En este 2010 correspondía a los concejales electos de la izquierda abertzale lanzar el txupinazo iniciador de los Sanfermines. Como viene siendo habitual, los nacionalistas españoles lo impidieron, en una muestra más de su rechazo a los valores democráticos más elementales. La jugada les ha salido mal, en todo caso, ya que han terminado por lanzar el txupinazo precisamente aquellos propuestos para hacerlo por la izquierda abertzale, la comparsa de gigantes, kilikis y cabezudos.

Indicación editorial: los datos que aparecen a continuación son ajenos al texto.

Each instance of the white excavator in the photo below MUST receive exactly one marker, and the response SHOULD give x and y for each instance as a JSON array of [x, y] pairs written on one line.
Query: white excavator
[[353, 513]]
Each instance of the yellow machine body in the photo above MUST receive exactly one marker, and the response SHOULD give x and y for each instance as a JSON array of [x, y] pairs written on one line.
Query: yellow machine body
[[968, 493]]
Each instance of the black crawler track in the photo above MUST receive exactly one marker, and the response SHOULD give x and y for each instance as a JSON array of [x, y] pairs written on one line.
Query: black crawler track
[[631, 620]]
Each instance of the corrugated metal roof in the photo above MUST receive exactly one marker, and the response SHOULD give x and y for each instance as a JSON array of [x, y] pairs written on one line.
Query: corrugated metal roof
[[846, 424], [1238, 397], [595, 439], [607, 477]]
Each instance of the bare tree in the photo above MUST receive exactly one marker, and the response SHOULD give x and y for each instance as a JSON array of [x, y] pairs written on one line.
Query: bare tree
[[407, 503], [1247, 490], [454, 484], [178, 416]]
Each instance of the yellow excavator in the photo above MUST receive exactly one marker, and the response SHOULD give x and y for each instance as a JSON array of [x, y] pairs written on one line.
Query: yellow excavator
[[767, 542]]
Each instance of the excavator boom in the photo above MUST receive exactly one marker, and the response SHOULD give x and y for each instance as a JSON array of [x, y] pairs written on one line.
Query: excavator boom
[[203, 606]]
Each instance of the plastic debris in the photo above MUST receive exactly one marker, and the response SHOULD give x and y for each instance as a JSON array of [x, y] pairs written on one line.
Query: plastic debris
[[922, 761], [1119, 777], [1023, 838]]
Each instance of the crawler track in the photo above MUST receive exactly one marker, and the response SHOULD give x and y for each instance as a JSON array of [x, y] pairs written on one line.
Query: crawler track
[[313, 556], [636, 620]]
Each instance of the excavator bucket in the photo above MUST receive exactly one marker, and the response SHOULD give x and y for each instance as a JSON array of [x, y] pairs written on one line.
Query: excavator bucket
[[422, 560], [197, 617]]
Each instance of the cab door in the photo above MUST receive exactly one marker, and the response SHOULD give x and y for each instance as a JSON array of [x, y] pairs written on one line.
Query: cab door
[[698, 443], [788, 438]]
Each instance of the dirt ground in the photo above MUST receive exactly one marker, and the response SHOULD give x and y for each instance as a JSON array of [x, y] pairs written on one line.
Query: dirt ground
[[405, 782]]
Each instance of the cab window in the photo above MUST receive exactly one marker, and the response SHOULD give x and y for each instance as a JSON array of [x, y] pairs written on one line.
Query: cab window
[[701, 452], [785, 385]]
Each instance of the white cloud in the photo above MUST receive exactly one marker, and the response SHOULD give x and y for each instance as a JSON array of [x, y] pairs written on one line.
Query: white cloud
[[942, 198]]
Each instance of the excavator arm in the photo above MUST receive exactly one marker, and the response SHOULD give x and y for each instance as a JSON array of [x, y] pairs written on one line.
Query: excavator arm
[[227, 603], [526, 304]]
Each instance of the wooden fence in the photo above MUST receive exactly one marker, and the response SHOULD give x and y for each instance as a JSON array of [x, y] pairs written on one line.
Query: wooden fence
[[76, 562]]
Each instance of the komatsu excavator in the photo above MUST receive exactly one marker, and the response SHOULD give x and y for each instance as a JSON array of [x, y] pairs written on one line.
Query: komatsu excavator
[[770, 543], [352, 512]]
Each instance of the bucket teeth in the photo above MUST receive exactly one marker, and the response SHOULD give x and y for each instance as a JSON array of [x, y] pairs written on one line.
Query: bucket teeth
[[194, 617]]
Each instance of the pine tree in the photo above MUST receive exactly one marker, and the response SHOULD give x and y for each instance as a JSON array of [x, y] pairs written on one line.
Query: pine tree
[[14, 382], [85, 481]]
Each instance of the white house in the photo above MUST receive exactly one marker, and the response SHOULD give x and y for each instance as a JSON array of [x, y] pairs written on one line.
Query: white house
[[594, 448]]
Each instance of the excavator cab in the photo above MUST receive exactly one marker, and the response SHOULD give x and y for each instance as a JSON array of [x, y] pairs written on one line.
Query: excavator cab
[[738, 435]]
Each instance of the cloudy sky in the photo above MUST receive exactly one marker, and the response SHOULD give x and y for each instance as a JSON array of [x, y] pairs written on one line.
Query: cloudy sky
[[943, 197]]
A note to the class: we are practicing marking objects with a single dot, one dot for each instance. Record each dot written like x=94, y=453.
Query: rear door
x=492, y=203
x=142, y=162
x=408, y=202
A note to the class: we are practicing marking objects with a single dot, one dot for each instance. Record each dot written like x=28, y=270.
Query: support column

Conviene recordar que esta comparsa es uno de los muchos agentes populares de la ciudad que no se han querido convertir en mamporreros del barcinismo. Desde su pluralidad y siempre fieles a su compromiso con la chavalería y demás, han sabido plantarse ante las autoridades municipales cuando la situación lo requería, como en una pasada procesión de San Fermín tomada por la policía española. Otra piedra en el riñón de Barcina, aunque, por supuesto, todo eran alabanzas a la Comparsa desde las poltronas municipales, a cuenta de su larga y rica trayectoria.
Zorionak, erraldoi, buruhandi eta kilikiak!
ETA ZALDIKOAK ZER? EZ DIRA KOMPARSAKOEK?